Loh, kok tiba-tiba dia teringat salah satu percakapan pertamanya dengan Kara. Percakapan itu rasa-rasanya terjadi sekitar tiga tahun yang lalu, sewaktu mereka baru masuk SMP, kalau tidak salah. Entahlah Asa sudah lupa kapan persisnya. Dia bahkan tidak ingat kelanjutan percakapan itu, tapi rasanya Asa ingin bisa mengingatnya. Rasanya itu sesuatu yang penting. Sudahlah, pikir Asa. Toh dia akan segera bertemu dengan cewek itu, konfirmasi memori Asa bisa dilakukannya kapan saja. Dengan menghitung satu, dua, tiga dalam hati Asa melompat bangun dari tempat tidurnya, menyambar jaket hitamnya, tidak peduli dengan rambutnya yang acak-acakan, cowok itu menuruni anak tangga di depan kamarnya dan membuka pintu depan.

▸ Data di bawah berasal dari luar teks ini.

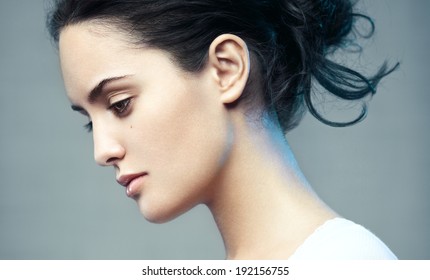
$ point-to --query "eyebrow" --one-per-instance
(97, 91)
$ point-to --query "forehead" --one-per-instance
(90, 52)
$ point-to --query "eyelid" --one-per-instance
(118, 97)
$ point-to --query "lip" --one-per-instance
(131, 183)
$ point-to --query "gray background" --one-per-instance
(55, 203)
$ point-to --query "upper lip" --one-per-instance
(124, 180)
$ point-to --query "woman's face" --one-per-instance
(165, 131)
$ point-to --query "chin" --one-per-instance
(158, 214)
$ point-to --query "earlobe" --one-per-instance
(230, 64)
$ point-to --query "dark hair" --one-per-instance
(289, 40)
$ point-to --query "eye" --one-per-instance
(121, 107)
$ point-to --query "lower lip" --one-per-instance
(134, 187)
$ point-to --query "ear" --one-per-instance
(229, 63)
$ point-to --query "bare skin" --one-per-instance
(177, 129)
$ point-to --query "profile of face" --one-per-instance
(166, 132)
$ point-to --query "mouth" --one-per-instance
(132, 183)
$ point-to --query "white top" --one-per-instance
(341, 239)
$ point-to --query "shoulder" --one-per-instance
(340, 238)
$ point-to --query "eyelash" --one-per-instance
(118, 111)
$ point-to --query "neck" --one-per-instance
(262, 204)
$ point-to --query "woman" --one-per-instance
(189, 101)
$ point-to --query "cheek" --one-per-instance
(183, 144)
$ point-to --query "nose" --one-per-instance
(107, 147)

“Loh, mau kemana mas?” kepala Bik Suki menyembul dari dapur.
“Ke rumah Kara bik.”
“Nggak mandi dulu, mas?” tanya Bik Suki.
“Nggak usahlah Bik, ke rumah Kara ini. Nanti supnya sisain buat saya ya.”
Bik Suki tertawa. “Beres mas, salam dari Bibik buat Non Kara.”
Asa mengangguk-angguk sambil membuka pintu pagar dan berjalan keluar. Rumah Kara ada di kompleks yang sama dengannya, hanya bebeda dua blok, jadi dia bisa dengan cepat sampai disana.
“Asa!” suara yang familiar memanggil Asa dari belakang. Cowok itu menoleh dan langsung tersenyum lebar. “Hei Dit! Kapan balik lo?”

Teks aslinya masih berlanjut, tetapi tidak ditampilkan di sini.